Я был в Союзе писателей на творческом вечере Крандиевской. Читала она с большим успехом свои «блокадные» стихи. Какие-то ее знакомые крикнули:
– Прочтите «Духов день»!
Это было тоже одно из ненапечатанных ее стихотворений» в котором она возвращалась воображением к поре своей молодости. Она прочла его, а перед чтением как бы жирным шрифтом выделила слова:
– Ивану Алексеевичу Бунину посвящаю.
После революции никто у нас ни стихов, ни прозы Бунину не посвящал. И заглавие стихотворения и посвящение прозвучали неожиданно.

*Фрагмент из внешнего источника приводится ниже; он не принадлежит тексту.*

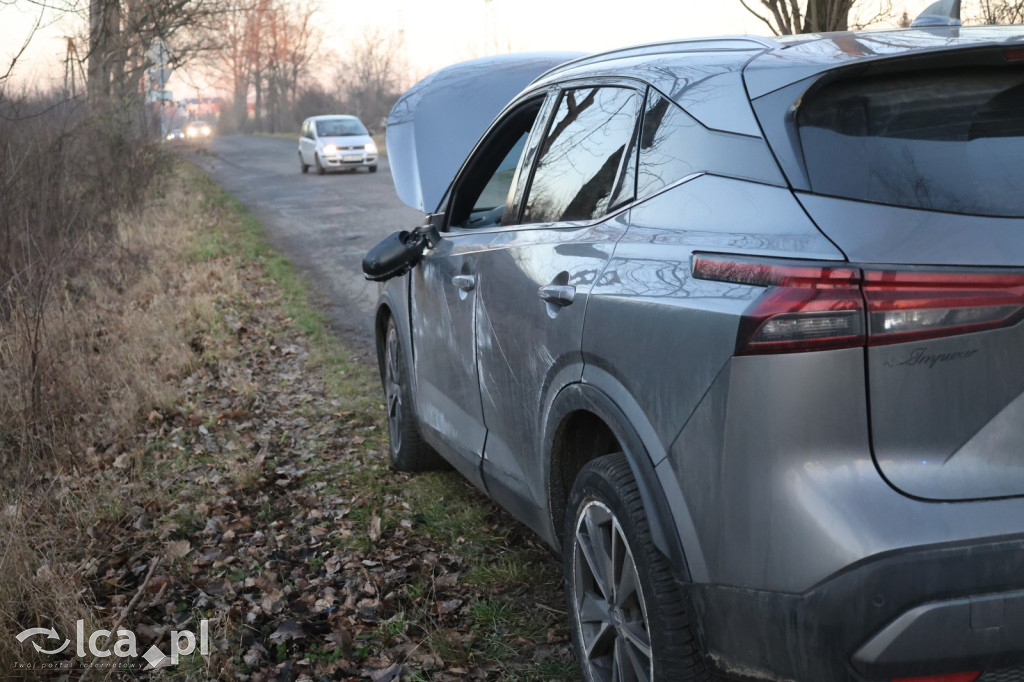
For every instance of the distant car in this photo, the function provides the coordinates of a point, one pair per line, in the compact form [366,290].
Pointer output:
[330,142]
[737,326]
[198,130]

Спустя много лет я имел случай лишний раз подивиться зоркости Бунина. Вот что пишет он о Наталье Васильевне Крандиевской в «Третьем Толстом»:
Наташу Толстую я узнал еще в декабре 1903 года в Москве. Она пришла ко мне однажды в морозные сумерки, вся в инее, – иней опушил всю ее беличью шапочку, беличий воротник шубки, ресницы, уголки губ, – и я просто поражен был ее юной прелестью, ее девичьей красотой и восхищен талантливостью ее стихов, которые она принесла мне на просмотр, которые она продолжала писать и впоследствии, будучи замужем за своим первым мужем, а потом за Толстым, но все-таки почему-то совсем бросила еще в Париже. Она тоже не любила скудной жизни, говорила:
– Что ж, в эмиграции, конечно, не дадут умереть с голоду, а вот ходить оборванной и в разбитых башмаках дадут…
Думаю, что она немало способствовала Толстому в его конечном решении возвратиться в Россию.

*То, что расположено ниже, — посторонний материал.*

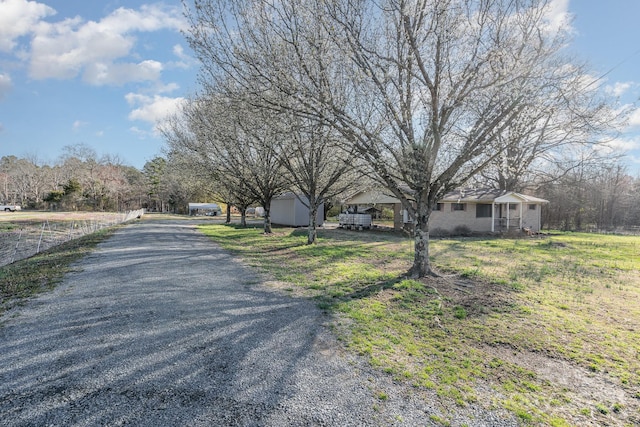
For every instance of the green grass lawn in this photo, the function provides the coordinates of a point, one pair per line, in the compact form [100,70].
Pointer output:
[551,325]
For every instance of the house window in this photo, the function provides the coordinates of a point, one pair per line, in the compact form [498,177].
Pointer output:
[483,211]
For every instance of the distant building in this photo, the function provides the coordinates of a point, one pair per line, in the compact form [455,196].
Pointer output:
[481,210]
[209,209]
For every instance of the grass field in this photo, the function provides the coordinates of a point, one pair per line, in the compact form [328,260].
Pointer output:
[551,326]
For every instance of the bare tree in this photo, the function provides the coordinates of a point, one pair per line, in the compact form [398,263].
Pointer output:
[312,154]
[422,90]
[238,142]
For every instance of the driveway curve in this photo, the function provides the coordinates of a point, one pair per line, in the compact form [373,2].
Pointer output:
[161,327]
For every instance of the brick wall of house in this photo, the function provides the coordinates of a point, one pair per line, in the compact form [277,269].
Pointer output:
[448,219]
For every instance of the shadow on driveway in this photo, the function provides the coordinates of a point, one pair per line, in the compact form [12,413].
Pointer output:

А не возвратись она, может, и не произошло бы у нее разрыва с Толстым. А не возвратись она, Алексей Толстой не докатился бы до «Хлеба» и до «Заговора императрицы».
Вообще встречала эмигрантов мнимая родина неласково.
Генерала Слащева убили.
Глеба Алексеева посадили.
Устрялова посадили.
Святополк-Мирского посадили.
Анатолия Каменского посадили.
Горького и его сына тихо отправили на тот свет.
Вдова Куприна, которая привезла сюда мужа умирать, привезла ради того, чтобы получать после его смерти пенсию, пережила все ужасы ленинградской блокады, но не выдержала издевательств и побоев своего соквартиранта, хулигана монтера, – и повесилась.
Цветаеву здесь ждала Елабуга.
О «репатриантах», вернувшихся после второй мировой войны, я уж и не говорю; почти все они, за редким исключением, угодили в концлагеря.